TODO: list all the reasons why this has caused us pain. Also considerations that this helps with, such as our ability to change spring boot or armeria whenever we want.
Most typically, we'd register META-INF/spring.factories
for each module and property defaults in
zipkin-server-${moduleName}.yml
. However, this would rely on auto-configuration, which has a
measurable performance impact and may be disabled.
Instead, we perform discovery via a dict at the yaml path zipkin.internal.module
. The entry would
look like this:
zipkin:
internal:
module:
sqs: zipkin.module.collector.sqs.ZipkinSQSCollectorModule
The above gives a very similar feeling towards auto-configuration, and with the ability to combine values together. However, it implies the named module loads all of its own module dependencies explicitly. This is currently a non-issue as all of our extensions are self-contained, only depending on configuration supplied by themselves or the Zipkin server.
Starting with Spring Boot 2.0, merging YAML lists from different profiles is no longer supported. Here's what breaks.
Given zipkin-server-sqs.yml:
zipkin:
internal:
module:
- zipkin.module.collector.sqs.ZipkinSQSCollectorModule
.. and zipkin-server-kinesis.yml
zipkin:
internal:
module:
- zipkin.module.collector.kinesis.ZipkinKinesisCollectorModule
When both profiles are present, a List<String>
property of zipkin.internal.module
results in one
of the above, not both. Those not checking the /health
endpoint may not notice the problem.
Instead, we use what is supported: map based property merging.
Given zipkin-server-sqs.yml:
zipkin:
internal:
module:
sqs: zipkin.module.collector.sqs.ZipkinSQSCollectorModule
.. and zipkin-server-kinesis.yml
zipkin:
internal:
module:
kinesis: zipkin.module.collector.kinesis.ZipkinKinesisCollectorModule
When both profiles are present, a Map<String, String>
property of zipkin.internal.module
results
in both entries.
Many users expect Zipkin to start as fast as other metrics tools, such as Prometheus. In other words instantly. While some have very fast laptops, performance can be quite different in non-laptop scenarios, particularly when using docker. Even some laptop users had reported actual startup times between 10 and 30 seconds. Slow start has caused at least one site to change products, and some ecosystem players to change products also. Hence, we take this very seriously.
Our goal is to be at the second range for laptops and a few seconds or less in Docker inclusive of JVM start time.
It is equally important the amount of time until first healthy request. In other words, cheating by deferring evaluation to make startup seem faster will not solve this. We have sites that block until healthy, so moving the time around will not make things easier for them.

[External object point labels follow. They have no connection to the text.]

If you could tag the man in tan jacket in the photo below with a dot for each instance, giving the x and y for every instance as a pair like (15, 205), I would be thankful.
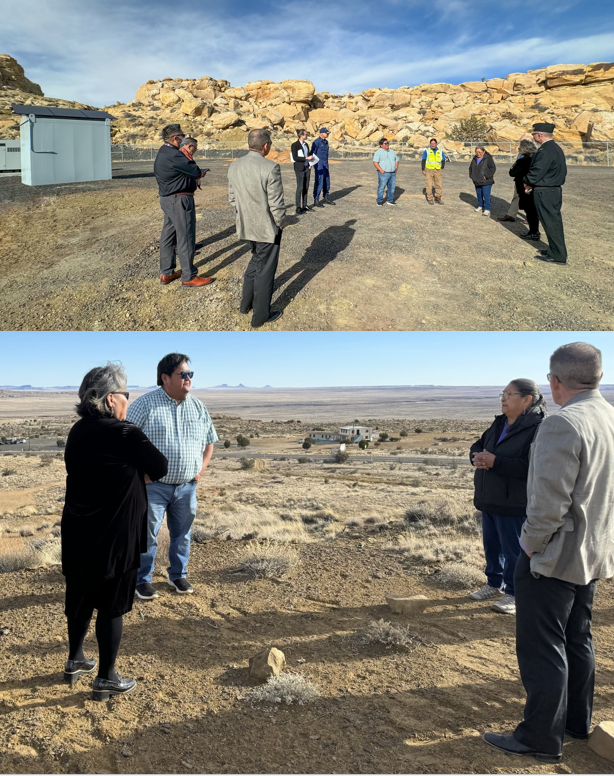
(568, 543)
(256, 191)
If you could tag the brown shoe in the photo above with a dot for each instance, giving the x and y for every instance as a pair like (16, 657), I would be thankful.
(164, 279)
(196, 282)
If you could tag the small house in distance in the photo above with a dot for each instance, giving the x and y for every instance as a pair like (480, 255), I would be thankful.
(64, 145)
(347, 434)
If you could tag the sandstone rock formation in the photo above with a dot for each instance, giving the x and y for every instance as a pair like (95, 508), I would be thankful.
(267, 663)
(578, 99)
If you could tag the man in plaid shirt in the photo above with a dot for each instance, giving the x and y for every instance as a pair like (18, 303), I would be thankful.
(180, 427)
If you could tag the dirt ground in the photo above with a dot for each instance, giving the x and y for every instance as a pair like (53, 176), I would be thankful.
(415, 709)
(85, 257)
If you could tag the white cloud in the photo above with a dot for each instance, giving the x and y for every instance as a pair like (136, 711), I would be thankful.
(105, 52)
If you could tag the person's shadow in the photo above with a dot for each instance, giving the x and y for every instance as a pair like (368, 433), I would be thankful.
(325, 248)
(499, 207)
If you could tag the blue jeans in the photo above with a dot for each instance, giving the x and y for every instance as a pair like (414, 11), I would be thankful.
(501, 547)
(386, 179)
(483, 193)
(321, 184)
(179, 503)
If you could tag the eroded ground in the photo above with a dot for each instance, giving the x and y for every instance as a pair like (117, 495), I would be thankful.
(85, 257)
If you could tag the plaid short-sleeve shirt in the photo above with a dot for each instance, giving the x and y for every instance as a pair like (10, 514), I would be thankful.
(179, 431)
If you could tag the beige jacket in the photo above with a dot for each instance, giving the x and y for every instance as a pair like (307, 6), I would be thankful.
(256, 192)
(570, 511)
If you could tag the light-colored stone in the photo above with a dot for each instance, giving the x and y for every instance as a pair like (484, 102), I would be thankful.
(407, 604)
(269, 662)
(601, 740)
(564, 75)
(224, 120)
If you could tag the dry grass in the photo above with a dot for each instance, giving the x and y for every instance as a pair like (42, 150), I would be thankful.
(268, 559)
(285, 688)
(383, 632)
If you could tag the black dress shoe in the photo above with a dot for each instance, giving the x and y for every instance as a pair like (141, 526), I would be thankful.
(509, 745)
(75, 668)
(104, 688)
(274, 316)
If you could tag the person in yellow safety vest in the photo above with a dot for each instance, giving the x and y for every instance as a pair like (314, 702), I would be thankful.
(433, 162)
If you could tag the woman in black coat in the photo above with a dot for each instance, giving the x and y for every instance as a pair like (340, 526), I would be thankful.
(525, 200)
(104, 523)
(501, 460)
(482, 172)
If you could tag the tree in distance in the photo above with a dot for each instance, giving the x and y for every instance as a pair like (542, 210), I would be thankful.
(467, 130)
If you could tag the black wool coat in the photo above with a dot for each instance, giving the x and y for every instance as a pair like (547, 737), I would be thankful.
(104, 522)
(483, 174)
(502, 490)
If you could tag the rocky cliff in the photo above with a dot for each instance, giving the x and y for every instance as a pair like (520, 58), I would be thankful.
(578, 99)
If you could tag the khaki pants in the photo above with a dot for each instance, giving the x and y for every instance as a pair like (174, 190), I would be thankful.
(433, 178)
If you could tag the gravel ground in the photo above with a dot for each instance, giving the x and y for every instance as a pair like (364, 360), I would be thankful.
(87, 259)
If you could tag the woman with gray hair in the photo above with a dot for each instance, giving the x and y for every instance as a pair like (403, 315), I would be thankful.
(525, 199)
(501, 460)
(104, 523)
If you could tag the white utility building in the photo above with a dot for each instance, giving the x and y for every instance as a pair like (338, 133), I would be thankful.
(64, 145)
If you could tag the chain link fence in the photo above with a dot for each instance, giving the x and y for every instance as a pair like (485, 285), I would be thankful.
(590, 153)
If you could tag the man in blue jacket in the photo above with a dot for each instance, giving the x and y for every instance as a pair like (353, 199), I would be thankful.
(177, 178)
(322, 182)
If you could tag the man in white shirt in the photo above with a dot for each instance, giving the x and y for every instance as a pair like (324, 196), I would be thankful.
(299, 152)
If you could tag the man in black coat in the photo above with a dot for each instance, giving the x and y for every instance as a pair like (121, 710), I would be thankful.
(546, 176)
(300, 156)
(177, 178)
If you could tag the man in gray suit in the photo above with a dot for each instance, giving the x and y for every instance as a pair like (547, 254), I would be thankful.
(568, 543)
(256, 191)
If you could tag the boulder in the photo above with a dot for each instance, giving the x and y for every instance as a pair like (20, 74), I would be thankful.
(192, 106)
(324, 116)
(407, 604)
(269, 662)
(224, 120)
(583, 122)
(601, 740)
(168, 97)
(298, 91)
(475, 86)
(599, 71)
(564, 75)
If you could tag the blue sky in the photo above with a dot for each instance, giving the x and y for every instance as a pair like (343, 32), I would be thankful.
(295, 359)
(99, 52)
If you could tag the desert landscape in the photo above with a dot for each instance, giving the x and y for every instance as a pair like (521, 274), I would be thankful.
(296, 553)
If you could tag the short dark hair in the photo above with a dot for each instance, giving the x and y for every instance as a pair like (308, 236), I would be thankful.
(258, 138)
(169, 131)
(169, 363)
(577, 365)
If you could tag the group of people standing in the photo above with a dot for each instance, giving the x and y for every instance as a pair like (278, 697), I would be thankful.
(256, 193)
(542, 482)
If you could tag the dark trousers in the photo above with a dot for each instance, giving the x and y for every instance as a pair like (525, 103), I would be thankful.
(259, 279)
(178, 238)
(548, 204)
(555, 656)
(528, 205)
(500, 535)
(302, 186)
(321, 184)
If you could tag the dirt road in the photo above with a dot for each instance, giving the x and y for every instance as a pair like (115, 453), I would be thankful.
(85, 257)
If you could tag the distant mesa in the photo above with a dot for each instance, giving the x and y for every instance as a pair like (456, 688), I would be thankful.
(578, 99)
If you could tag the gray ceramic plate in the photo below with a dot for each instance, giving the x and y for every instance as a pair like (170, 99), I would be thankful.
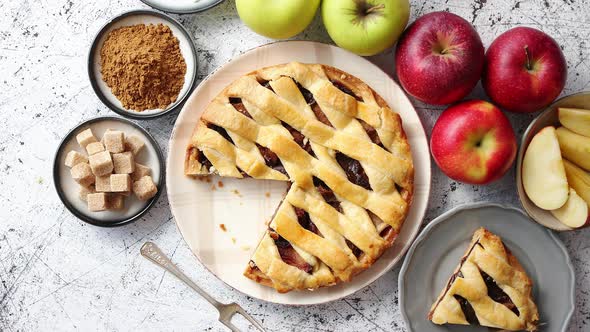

Luckily, we do not support custom servers. This allows us many options that a typical Spring Boot application will not be able to do. For example, we can shut off AutoConfiguration and strip out components we don't use ourselves. Below discusses some of these tradeoffs
In the zipkin server yaml, we disable a significant amount of auto-configuration, and we also are very strict about dependencies. This means there is less auto-configuration work going on in Zipkin server than a normal Spring Boot application. Starting Zipkin with no options (just in-memory) may not take notably longer than if auto configuration was disabled.
When multiple configuration options are set, Zipkin can start measurably faster with auto- configuration disabled. For example, using storage throttling and elasticsearch storage, a measurement of best in 5 runs enabled vs disabled resulted in 4-7% improvement, depending on whether the terms are in JVM total time, or time in Spring Boot.
Disabling auto-configuration interferes with some functionality that uses implicit configuration, such as Actuator. That said, the way we disabled auto-configuration, was property based, which means any integration can re-enable it in worst case.
Actuator is both a source of size and slowness. We have a profile called skipActuator
, which
allows us to track performance as other factors change such as the version of Spring Boot.
While our build includes the ability to opt-out of actuator, the default should load what we haven't
disabled in yaml. ActuatorImporter
reads the path "zipkin.internal.actuator.include" to find types
auto-configuration would have otherwise discovered from META-INF/spring.factories
. By reading just
the type names, we avoid a compile dependency which would break the skipActuator
build feature.
Future versions (>v2.1) of Spring Boot may reduce the size or slowness of the actuator subsystem and could imply a revisit. If such happens take close attention to size, not just startup time, as we skip actuator for both reasons.